Book Codebase: www.marl-book.com
Cite the book using:
@book{marl-book,
author = {Stefano V. Albrecht and Filippos Christianos and Lukas Sch\"afer},
title = {Multi-Agent Reinforcement Learning: Foundations and Modern Approaches},
publisher = {MIT Press},
year = {2024},
url = {https://www.marl-book.com}
}
This codebase accompanies the MARL book and provides access to basic and easy-to-understand MARL ideas. The algorithms are self-contained and the implementations are focusing on simplicity. Implementation tricks, while necessary for some algorithms, are sparse as not to make the code very complicated. As a result, some performance has been sacrificed.

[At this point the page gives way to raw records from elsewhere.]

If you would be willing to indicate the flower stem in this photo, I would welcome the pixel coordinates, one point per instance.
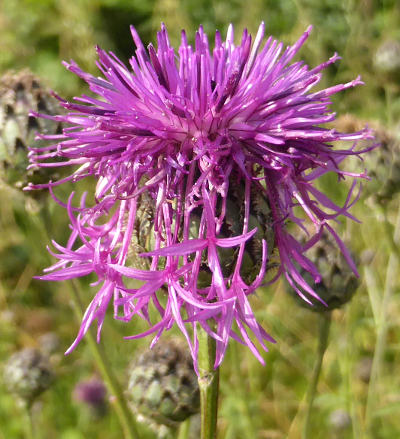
(30, 431)
(324, 324)
(183, 430)
(121, 406)
(209, 386)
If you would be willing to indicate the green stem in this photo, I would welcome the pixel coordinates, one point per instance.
(209, 386)
(323, 336)
(121, 406)
(183, 431)
(30, 430)
(393, 238)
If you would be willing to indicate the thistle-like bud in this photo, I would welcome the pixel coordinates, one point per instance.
(163, 385)
(338, 283)
(382, 164)
(21, 93)
(92, 393)
(27, 374)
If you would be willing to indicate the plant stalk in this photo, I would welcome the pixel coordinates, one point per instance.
(120, 404)
(324, 325)
(209, 385)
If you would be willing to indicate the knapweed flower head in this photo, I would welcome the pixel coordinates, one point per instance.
(202, 157)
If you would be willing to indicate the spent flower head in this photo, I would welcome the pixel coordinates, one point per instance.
(202, 156)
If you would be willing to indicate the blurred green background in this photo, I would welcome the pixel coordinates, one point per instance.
(264, 402)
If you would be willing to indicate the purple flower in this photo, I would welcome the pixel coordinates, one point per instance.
(184, 130)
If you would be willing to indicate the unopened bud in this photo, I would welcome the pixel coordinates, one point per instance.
(27, 374)
(163, 385)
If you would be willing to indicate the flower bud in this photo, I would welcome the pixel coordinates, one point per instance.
(92, 393)
(27, 374)
(163, 385)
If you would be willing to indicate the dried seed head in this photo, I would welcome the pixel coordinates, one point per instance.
(163, 385)
(21, 93)
(338, 283)
(27, 374)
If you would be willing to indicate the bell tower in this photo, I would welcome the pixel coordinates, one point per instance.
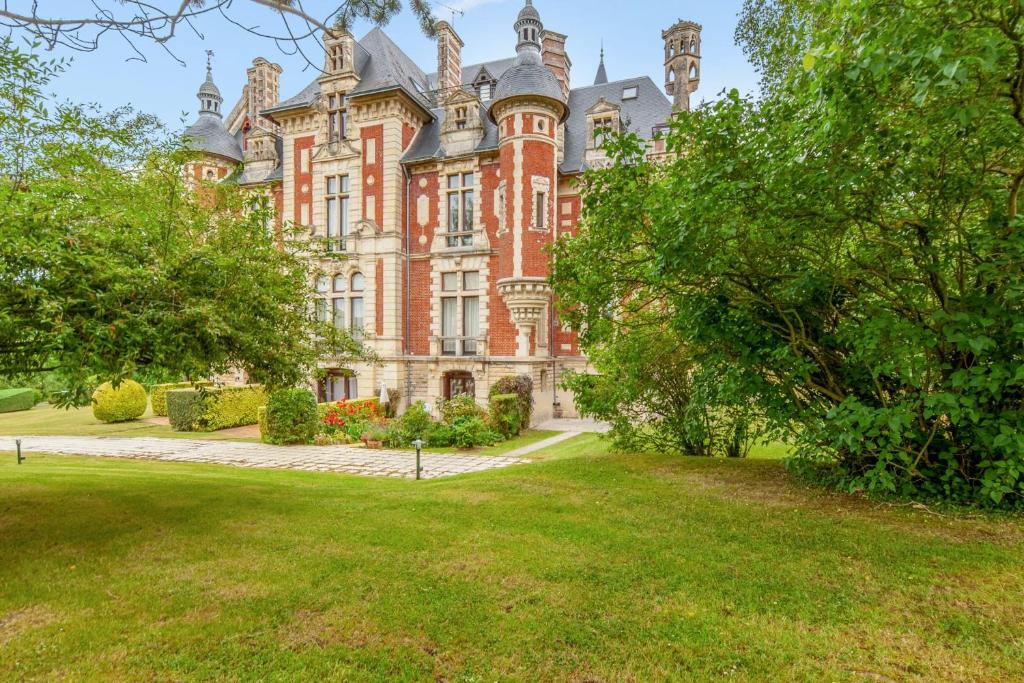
(682, 62)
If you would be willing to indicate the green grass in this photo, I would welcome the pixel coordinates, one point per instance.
(586, 567)
(44, 420)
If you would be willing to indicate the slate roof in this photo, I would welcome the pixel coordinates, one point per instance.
(381, 66)
(649, 109)
(528, 76)
(209, 134)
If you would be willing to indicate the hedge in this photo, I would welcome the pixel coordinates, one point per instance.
(158, 396)
(123, 403)
(16, 399)
(292, 417)
(211, 410)
(505, 414)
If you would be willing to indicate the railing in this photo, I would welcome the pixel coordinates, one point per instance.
(461, 239)
(462, 346)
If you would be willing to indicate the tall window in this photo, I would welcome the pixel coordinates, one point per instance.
(541, 211)
(337, 118)
(460, 197)
(460, 295)
(336, 195)
(357, 286)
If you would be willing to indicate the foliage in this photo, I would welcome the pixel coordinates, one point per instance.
(505, 416)
(212, 409)
(158, 399)
(414, 424)
(185, 409)
(111, 265)
(459, 408)
(472, 431)
(521, 386)
(233, 407)
(292, 417)
(16, 399)
(123, 402)
(847, 250)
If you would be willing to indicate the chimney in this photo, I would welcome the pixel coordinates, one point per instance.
(262, 91)
(555, 58)
(449, 57)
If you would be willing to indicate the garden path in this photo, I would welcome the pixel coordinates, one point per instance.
(344, 459)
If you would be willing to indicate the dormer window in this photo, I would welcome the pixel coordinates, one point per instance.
(337, 58)
(337, 117)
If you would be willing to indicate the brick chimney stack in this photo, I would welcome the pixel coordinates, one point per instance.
(556, 58)
(449, 57)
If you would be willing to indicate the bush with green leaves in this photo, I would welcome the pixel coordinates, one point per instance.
(16, 399)
(414, 424)
(125, 402)
(846, 251)
(292, 417)
(505, 416)
(522, 387)
(158, 394)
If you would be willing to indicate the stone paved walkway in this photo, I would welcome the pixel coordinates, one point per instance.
(313, 459)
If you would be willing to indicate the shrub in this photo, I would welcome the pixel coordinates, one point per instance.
(233, 407)
(158, 396)
(415, 423)
(522, 387)
(469, 432)
(185, 409)
(16, 399)
(292, 417)
(124, 403)
(459, 408)
(505, 415)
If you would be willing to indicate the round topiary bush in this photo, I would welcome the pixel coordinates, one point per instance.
(124, 403)
(292, 417)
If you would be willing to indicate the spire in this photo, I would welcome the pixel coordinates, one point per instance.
(602, 75)
(209, 94)
(528, 29)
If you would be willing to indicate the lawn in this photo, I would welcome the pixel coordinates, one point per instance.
(589, 566)
(44, 420)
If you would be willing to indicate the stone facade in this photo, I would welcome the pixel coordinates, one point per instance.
(437, 197)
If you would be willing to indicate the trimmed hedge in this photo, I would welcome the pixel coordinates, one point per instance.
(158, 396)
(124, 403)
(16, 399)
(521, 386)
(292, 417)
(505, 415)
(211, 410)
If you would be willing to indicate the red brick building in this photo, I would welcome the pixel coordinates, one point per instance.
(436, 196)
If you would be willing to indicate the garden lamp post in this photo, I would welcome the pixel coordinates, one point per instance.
(418, 444)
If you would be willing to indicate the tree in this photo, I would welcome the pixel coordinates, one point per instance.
(160, 20)
(848, 249)
(111, 264)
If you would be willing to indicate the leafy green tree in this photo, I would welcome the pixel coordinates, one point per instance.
(111, 264)
(848, 249)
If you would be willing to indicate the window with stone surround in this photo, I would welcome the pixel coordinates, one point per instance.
(336, 209)
(461, 208)
(461, 311)
(337, 117)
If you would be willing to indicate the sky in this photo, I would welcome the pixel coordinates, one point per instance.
(631, 32)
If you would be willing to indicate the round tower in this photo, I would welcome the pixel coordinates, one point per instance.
(682, 62)
(528, 105)
(221, 151)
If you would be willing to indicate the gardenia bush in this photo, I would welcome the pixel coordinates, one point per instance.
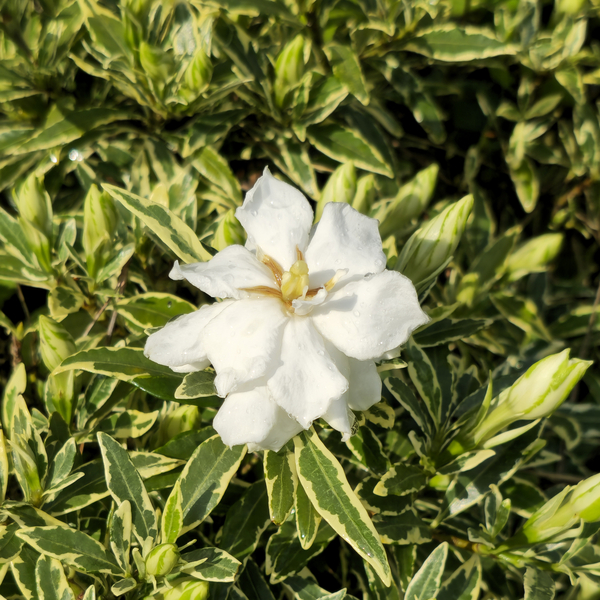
(299, 300)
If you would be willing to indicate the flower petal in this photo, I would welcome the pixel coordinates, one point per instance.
(244, 341)
(177, 344)
(277, 218)
(303, 307)
(227, 274)
(366, 318)
(364, 382)
(344, 238)
(254, 418)
(307, 380)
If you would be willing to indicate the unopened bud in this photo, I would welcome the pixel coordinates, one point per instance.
(340, 187)
(534, 255)
(56, 343)
(229, 231)
(536, 394)
(161, 560)
(430, 247)
(410, 201)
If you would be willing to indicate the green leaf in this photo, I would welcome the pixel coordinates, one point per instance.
(346, 68)
(403, 529)
(281, 479)
(427, 580)
(153, 309)
(539, 585)
(128, 424)
(343, 145)
(205, 479)
(285, 555)
(125, 364)
(172, 517)
(253, 584)
(452, 44)
(51, 581)
(62, 463)
(167, 226)
(401, 480)
(245, 522)
(366, 446)
(307, 519)
(196, 385)
(120, 534)
(216, 565)
(124, 483)
(72, 547)
(326, 486)
(464, 583)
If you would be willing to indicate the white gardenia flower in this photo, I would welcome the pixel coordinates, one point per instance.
(306, 314)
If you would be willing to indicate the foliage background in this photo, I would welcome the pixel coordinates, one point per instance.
(399, 108)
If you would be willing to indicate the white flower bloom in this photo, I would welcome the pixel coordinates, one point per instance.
(307, 313)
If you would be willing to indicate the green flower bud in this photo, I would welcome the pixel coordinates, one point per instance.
(340, 187)
(155, 62)
(534, 255)
(161, 560)
(56, 342)
(410, 201)
(34, 205)
(536, 394)
(289, 68)
(229, 231)
(428, 249)
(198, 73)
(190, 590)
(563, 512)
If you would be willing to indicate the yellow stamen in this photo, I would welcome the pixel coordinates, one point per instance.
(294, 283)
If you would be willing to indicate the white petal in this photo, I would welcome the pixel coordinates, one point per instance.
(364, 382)
(253, 418)
(244, 341)
(277, 218)
(307, 380)
(340, 417)
(177, 344)
(303, 307)
(344, 239)
(366, 318)
(226, 274)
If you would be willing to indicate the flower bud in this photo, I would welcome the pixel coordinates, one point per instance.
(534, 255)
(34, 205)
(410, 201)
(229, 231)
(190, 590)
(289, 68)
(536, 394)
(56, 342)
(340, 187)
(198, 73)
(564, 511)
(161, 560)
(428, 249)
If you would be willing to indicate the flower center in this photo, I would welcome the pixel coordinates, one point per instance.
(294, 283)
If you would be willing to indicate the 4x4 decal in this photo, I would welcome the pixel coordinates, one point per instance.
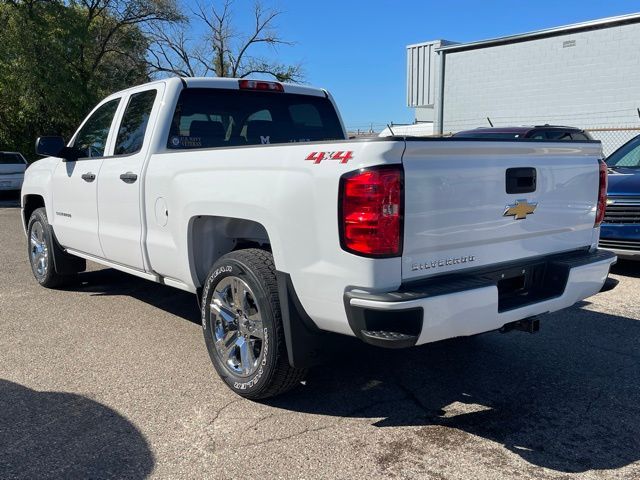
(317, 157)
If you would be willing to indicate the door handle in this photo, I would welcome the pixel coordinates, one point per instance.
(128, 177)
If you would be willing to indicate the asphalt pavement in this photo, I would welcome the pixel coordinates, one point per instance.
(110, 378)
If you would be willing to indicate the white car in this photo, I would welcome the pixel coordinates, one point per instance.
(249, 194)
(12, 167)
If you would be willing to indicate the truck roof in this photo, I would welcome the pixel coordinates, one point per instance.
(229, 83)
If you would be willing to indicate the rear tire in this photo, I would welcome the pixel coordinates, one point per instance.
(242, 326)
(41, 250)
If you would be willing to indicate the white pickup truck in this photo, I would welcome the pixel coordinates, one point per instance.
(249, 194)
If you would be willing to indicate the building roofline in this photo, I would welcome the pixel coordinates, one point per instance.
(598, 24)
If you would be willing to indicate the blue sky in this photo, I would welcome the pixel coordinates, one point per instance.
(356, 49)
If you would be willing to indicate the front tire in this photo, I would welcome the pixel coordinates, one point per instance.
(41, 250)
(242, 325)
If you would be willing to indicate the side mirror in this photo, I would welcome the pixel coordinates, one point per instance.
(55, 147)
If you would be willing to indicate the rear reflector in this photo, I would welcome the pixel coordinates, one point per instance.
(260, 85)
(602, 194)
(371, 211)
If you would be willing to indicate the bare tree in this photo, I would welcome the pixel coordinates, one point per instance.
(222, 51)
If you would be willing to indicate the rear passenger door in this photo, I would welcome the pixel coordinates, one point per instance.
(120, 180)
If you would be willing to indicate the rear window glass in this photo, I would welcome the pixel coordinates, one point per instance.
(626, 156)
(208, 118)
(10, 159)
(498, 135)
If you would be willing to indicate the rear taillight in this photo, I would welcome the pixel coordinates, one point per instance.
(260, 85)
(371, 211)
(602, 194)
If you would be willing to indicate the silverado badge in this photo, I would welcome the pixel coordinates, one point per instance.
(520, 209)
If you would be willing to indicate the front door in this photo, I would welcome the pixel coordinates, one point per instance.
(120, 183)
(74, 199)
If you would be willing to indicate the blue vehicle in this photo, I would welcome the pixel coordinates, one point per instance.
(620, 230)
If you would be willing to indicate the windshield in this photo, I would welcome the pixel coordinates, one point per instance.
(209, 118)
(627, 156)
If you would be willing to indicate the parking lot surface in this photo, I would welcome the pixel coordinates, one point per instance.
(111, 379)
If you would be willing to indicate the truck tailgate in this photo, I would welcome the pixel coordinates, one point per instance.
(459, 215)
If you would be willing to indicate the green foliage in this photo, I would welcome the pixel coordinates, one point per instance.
(58, 59)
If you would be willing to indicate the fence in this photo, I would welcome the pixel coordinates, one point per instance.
(613, 137)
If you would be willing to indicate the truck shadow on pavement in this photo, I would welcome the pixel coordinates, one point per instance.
(627, 268)
(63, 435)
(567, 398)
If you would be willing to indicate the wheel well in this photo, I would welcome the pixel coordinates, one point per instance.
(31, 203)
(212, 237)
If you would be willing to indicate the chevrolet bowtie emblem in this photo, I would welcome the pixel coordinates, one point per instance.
(520, 209)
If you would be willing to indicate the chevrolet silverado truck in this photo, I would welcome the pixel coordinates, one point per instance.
(250, 195)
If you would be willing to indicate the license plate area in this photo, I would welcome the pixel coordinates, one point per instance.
(520, 286)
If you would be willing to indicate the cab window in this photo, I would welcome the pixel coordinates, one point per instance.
(211, 117)
(91, 140)
(134, 123)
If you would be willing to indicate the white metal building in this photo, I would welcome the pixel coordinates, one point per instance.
(585, 75)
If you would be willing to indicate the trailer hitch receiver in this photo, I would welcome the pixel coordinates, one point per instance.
(530, 325)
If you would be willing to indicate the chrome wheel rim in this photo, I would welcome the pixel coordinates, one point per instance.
(237, 328)
(39, 250)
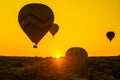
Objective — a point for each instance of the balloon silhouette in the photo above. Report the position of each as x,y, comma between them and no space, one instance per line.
54,29
35,20
110,35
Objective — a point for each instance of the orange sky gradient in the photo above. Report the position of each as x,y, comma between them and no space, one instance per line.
81,24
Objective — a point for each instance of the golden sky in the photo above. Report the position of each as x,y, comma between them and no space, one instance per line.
82,23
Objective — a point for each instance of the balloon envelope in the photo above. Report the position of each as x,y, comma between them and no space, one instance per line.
110,35
35,20
54,29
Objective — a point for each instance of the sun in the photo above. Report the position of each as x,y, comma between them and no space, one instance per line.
58,57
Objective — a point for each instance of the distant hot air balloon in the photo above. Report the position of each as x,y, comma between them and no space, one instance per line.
35,20
54,28
110,35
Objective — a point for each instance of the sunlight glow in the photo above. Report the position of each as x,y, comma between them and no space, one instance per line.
57,57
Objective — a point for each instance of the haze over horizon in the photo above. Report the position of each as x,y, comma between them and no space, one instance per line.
81,24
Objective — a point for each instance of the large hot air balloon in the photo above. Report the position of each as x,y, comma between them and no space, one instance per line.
110,35
54,28
35,20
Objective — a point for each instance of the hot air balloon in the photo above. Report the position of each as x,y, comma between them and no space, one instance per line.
35,20
54,28
110,35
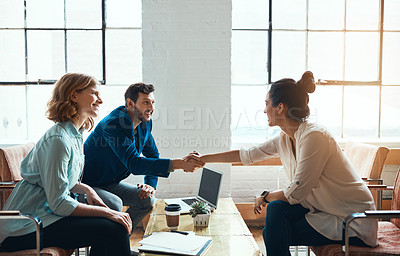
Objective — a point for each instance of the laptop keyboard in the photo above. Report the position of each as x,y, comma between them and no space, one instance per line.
190,201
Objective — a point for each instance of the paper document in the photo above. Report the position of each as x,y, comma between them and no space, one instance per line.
175,243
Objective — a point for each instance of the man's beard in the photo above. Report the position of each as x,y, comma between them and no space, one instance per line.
140,115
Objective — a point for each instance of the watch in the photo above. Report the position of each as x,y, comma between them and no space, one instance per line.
264,194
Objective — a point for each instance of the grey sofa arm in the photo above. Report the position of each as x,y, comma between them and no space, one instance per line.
367,214
37,221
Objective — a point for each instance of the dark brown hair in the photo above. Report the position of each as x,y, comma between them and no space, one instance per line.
294,95
133,91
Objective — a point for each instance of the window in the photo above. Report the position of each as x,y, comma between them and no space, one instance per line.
52,37
349,45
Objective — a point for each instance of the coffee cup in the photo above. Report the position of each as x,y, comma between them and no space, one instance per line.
172,212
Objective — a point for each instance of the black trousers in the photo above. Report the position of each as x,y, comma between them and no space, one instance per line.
106,237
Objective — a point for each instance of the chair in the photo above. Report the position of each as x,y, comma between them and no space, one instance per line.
388,232
368,160
10,174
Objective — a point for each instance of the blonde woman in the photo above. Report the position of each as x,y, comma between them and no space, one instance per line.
51,172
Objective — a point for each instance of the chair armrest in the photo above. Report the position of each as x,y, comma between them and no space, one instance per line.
378,181
393,214
380,187
35,220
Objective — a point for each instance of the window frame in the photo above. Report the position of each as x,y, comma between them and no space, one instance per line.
322,82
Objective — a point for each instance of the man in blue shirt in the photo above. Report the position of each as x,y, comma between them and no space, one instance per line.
113,151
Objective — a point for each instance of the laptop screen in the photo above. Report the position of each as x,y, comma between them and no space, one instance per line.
210,185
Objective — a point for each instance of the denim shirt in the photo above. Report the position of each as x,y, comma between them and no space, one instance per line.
50,170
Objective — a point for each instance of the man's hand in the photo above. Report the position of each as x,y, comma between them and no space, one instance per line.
192,165
194,156
145,191
259,203
188,163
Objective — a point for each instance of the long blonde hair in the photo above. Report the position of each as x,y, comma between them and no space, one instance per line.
60,106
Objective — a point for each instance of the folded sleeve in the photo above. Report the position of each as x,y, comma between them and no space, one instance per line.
53,159
263,151
123,145
314,152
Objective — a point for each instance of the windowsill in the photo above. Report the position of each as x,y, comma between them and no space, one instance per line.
387,142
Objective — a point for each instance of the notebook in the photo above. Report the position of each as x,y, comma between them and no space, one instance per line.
176,244
210,184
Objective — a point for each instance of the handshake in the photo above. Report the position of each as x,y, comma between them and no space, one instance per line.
189,163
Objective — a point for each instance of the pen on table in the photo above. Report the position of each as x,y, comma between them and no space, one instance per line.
180,232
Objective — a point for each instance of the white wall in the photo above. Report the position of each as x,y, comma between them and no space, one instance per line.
187,56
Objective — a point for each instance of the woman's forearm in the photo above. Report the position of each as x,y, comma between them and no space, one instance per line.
224,157
80,188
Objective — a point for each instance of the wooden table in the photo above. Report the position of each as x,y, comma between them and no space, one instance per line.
229,232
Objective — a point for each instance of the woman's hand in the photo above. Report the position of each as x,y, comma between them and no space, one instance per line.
259,203
93,198
145,191
122,218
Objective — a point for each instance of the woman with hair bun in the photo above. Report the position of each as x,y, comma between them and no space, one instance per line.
51,174
324,187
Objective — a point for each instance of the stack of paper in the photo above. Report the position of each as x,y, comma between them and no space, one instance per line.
175,243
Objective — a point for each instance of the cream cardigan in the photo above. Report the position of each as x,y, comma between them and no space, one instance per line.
322,180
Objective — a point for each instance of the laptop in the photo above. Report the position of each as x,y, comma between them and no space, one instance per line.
209,188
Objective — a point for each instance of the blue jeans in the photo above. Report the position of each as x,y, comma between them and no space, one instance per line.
106,237
119,194
286,226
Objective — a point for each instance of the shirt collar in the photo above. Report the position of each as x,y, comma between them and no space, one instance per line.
71,129
300,130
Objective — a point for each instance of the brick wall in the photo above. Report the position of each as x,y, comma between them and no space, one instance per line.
187,56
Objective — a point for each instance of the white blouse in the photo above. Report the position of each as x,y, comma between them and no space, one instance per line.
322,180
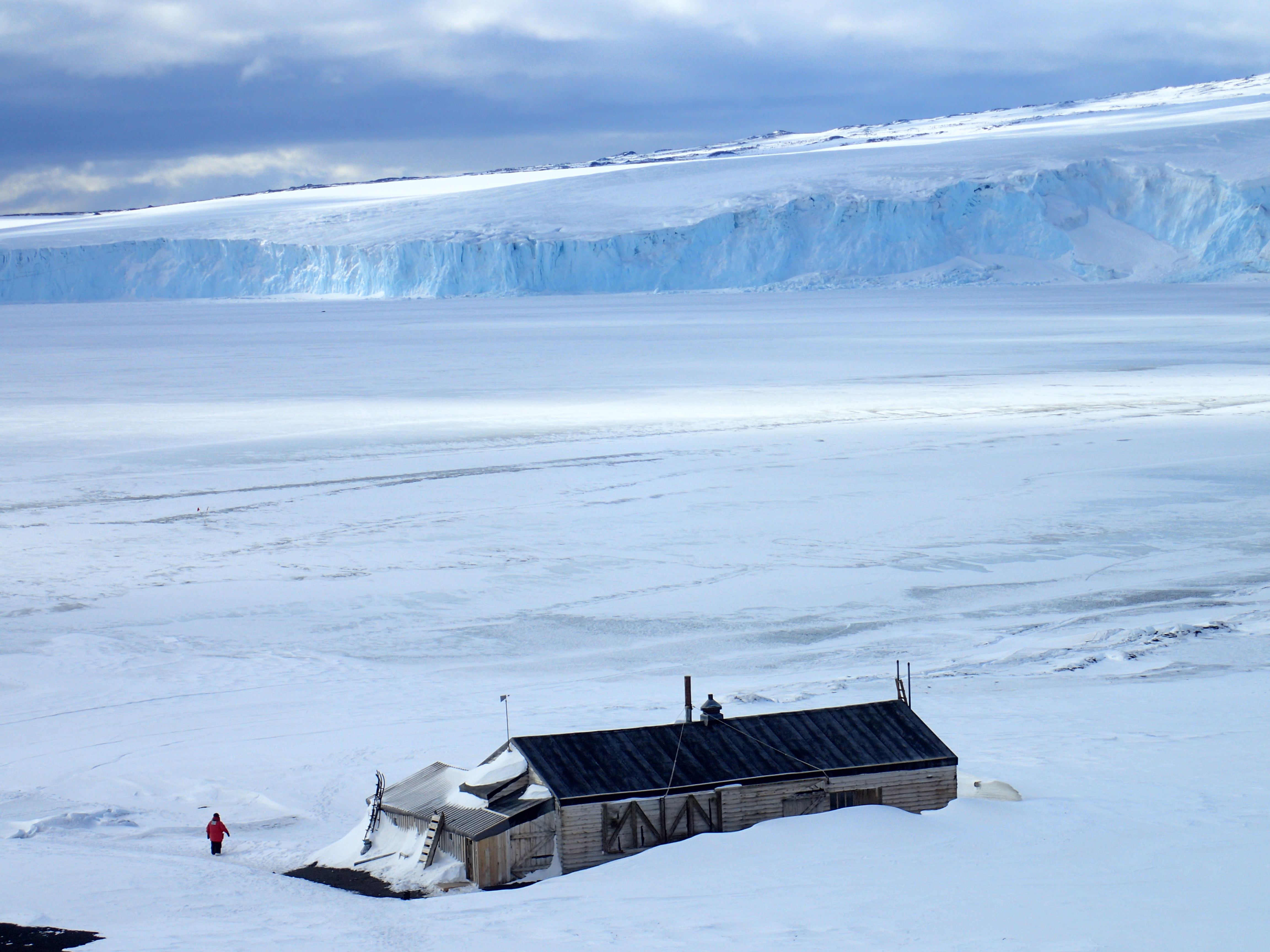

All algorithms are implemented in PyTorch and use the Gymnasium interface.
- Getting Started
- Implementing your own algorithm/ideas
- Interpreting your results
- Implemented Algorithms
- Contact
We strongly suggest you use a virtual environment for the instructions below. A good starting point is Miniconda, with which you would do:
conda create -n marlbase python=3.10
conda activate marlbase
Then, clone and install the repository using:
git clone https://github.com/marl-book/codebase.git
cd codebase
pip install -r requirements.txt
pip install -e .
Do not forget to install PyTorch in your environment. Instructions for your system/setup can be found here: https://pytorch.org/get-started/locally/
This project uses Hydra to structure its configuration. Algorithm implementations can be found under marlbase/
. The respective configs are found in marlbase/configs/algorithms/
.
You would first need an environment that is registered in Gymnasium. This repository uses the Gymnasium API (with the only difference being that the rewards are a tuple or list - one for each agent).
A good starting point would be Level-based Foraging and RWARE. You can install both using:
pip install -U lbforaging rware
Then, running an algorithm (e.g. IA2C) looks like:
cd marlbase
python run.py +algorithm=ia2c env.name="lbforaging:Foraging-8x8-2p-3f-v3" env.time_limit=25
Similarly, running IDQN can be done using:
python run.py +algorithm=idqn env.name="lbforaging:Foraging-8x8-2p-3f-v3" env.time_limit=25
Overriding hyperparameters is easy and can be done in the command line. An example of overriding the batch_size
in IDQN:
python run.py +algorithm=idqn env.name="lbforaging:Foraging-8x8-2p-3f-v3" env.time_limit=25 algorithm.batch_size=256
Find other hyperparameters in the files under marlbase/configs/algorithm
.
Hydra also supports tab completion for filling in the hyperparameters. Install it using or see here for other shells (zsh
or fish
).
eval "$(python run.py -sc install=bash)"
Can be easily done using Hydra's multirun option. An example of sweeping over batch sizes is:
python run.py -m +algorithm=idqn env.name="lbforaging:Foraging-8x8-2p-3f-v3" env.time_limit=25 algorithm.batch_size=32,64,128
This section might get deprecated in the future if Hydra implements this feature.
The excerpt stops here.